The Sochi Challenges
Moscow does not admit the failure of the Sochi agreement on Idlib, reached on September 17, 2018. The fourth Sochi Summit, held on February 14, during which Idlib’s issue dominated the trilateral talks between Moscow, Ankara and Tehran, focused on the fact that the agreement was temporary and faltering. It was an attempt to evade admitting its failure to achieve the desired goals, especially as it shows the extent of terrorist organizations’ control over Idlib, which hollows out the agreement, which aimed at establishing a de-scalation zone. This prompted Russian President Vladimir Putin to assert that such situation is intolerable and that the agreement cannot undermine the anti-terrorism efforts in Syria. Iranian President Hassan Rouhani echoed this stance at the recent Sochi meeting, noting that Hayat Tahrir al-Sham, dominated by al-Nusra Front, had prevented the full implementation of the agreement, pointing to the need for Tehran, Moscow and Ankara to double down on their efforts to implement it.

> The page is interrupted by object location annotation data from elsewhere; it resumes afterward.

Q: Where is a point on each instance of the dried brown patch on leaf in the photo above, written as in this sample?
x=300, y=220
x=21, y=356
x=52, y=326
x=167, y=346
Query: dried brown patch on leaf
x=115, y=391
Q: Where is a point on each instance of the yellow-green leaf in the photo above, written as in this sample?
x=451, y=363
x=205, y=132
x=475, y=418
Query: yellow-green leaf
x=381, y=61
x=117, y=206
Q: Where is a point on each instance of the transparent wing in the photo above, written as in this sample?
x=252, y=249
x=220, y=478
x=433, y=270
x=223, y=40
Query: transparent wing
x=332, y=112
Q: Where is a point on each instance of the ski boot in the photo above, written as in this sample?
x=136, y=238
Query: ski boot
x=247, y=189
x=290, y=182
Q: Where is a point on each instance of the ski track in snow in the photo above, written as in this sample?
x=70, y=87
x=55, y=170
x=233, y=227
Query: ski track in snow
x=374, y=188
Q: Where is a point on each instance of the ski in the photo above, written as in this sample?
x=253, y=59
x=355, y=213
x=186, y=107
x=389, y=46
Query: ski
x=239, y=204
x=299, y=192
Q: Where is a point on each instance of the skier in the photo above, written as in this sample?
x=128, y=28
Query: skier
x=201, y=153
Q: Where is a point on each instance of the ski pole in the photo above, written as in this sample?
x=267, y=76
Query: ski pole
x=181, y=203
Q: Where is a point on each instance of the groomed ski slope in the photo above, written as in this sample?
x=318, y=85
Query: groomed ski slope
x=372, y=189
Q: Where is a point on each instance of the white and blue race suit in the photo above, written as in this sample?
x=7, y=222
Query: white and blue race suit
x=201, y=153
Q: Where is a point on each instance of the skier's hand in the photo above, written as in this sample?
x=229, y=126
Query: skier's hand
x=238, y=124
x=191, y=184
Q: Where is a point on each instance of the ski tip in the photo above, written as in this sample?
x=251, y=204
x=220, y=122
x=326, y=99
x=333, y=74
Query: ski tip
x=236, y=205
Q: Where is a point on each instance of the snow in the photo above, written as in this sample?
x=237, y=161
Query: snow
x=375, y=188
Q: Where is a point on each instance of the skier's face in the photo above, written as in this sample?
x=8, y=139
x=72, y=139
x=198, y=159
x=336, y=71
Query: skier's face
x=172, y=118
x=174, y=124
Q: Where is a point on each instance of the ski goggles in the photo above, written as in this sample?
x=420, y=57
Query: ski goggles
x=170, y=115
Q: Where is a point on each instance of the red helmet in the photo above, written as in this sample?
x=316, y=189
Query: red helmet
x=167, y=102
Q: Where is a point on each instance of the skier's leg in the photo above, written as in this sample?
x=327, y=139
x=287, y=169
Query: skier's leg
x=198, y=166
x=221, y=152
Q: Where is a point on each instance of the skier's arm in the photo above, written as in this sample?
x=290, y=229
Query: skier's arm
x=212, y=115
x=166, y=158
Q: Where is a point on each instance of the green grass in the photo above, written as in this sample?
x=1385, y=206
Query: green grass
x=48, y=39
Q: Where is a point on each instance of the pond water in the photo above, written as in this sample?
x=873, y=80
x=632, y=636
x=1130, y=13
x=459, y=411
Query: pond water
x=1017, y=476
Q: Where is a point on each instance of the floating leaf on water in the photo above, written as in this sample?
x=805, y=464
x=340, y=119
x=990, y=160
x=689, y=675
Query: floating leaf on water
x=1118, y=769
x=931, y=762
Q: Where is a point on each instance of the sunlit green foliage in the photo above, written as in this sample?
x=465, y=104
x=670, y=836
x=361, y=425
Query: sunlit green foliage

Based on the developments on the ground and the vision of the parties to Sochi on the status of the agreement, it has become extremely difficult to maintain it. Russian presidential spokesman Dmitry Peskov pointed out, in a recent interview with the Turkish daily newspaper Hurriyet, that the military operation in Idlib has become inevitable, referring to the difficulty of relying on terrorists in a deal with them in Idlib: “We should not hope to make a deal with the children of Ahrar al-Sham. That is a false hope, they are terrorists, they are al-Nusra, they are the children of al-Qaeda. It does not matter whether or not they change their names”.
The parties to the Sochi understandings have divergent positions. While Iran has clearly supported Russia’s military option on the developments in Idlib, Turkey has been keen to adopt a vague stance, with Turkish President Recep Tayyip Erdogan endorsing a military campaign involving Moscow and Tehran “at any time depending on the developments”. However, this consensus poses numerous problems, the most important of which are:
1- The civilians’ dilemma: Because Idlib has about 3 million people, many parties warned of the possible repercussions of military intervention on civilians. Hence, Russia signaled that the military intervention will depend on a “step-by-step” mechanism rather than the carpet bombing as carried out in Raqqa, meaning the military operation will try to avoid harming civilians. However, it is striking that, even if the joint forces that could launch that operation were to avoid, to the extent possible, those caveats, terrorist organizations dominated by al-Qaeda would attempt to use civilians as bargaining chip, a likely prospect, particularly after numerous international reports indicated that these organizations are heavily using mines, which can result in significant casualties.
2- The role of armed opposition: Since the agreement entered into force, Turkey did not show serious reactions to the violations committed by armed organizations, simply threatening that it would not tolerate repeating any of them, which did not occur in the end. On the other hand, Russia and Iran use such violations to justify the need to adopt the military option. However, the key disagreement may be about the position of various parties on involving the armed opposition in the potential operation. Moscow and Tehran have not only showed reservations over any potential role for the armed opposition in this operation, but also called for consolidating the Syrian regular forces’ control over all Syrian territory. This means that Syrian regular forces will have a role both in military operations and during the next phase, which Ankara rejects.
3- The situation in the east of the Euphrates: The completion of military operations in the eastern Euphrates and the declaration of ISIS defeat, in conjunction with the withdrawal of the US troops, may compel the concerned parties to put forward their vision of the deployment plan and security arrangements in those areas, which may affect the military action in Idlib. This is particularly important considering the Turkish interest in preventing the Kurdish militias from exploiting their role in the war against ISIS to achieve strategic gains in the coming period.
The Next Scenario
Accordingly, it can be argued that the prospect of the battle for Idlib in the coming period is gradually increasing, especially since the area has turned into what resembles a “reservoir of terrorist organizations”, which control most of it. Therefore, it may be the fiercest battle in the Syrian conflict, particularly for Russia and its allies. However, some parties may come up with “deals” to avert the repercussions that the military option could have on the balance of power and possible trajectories of the Syrian conflict in the coming period.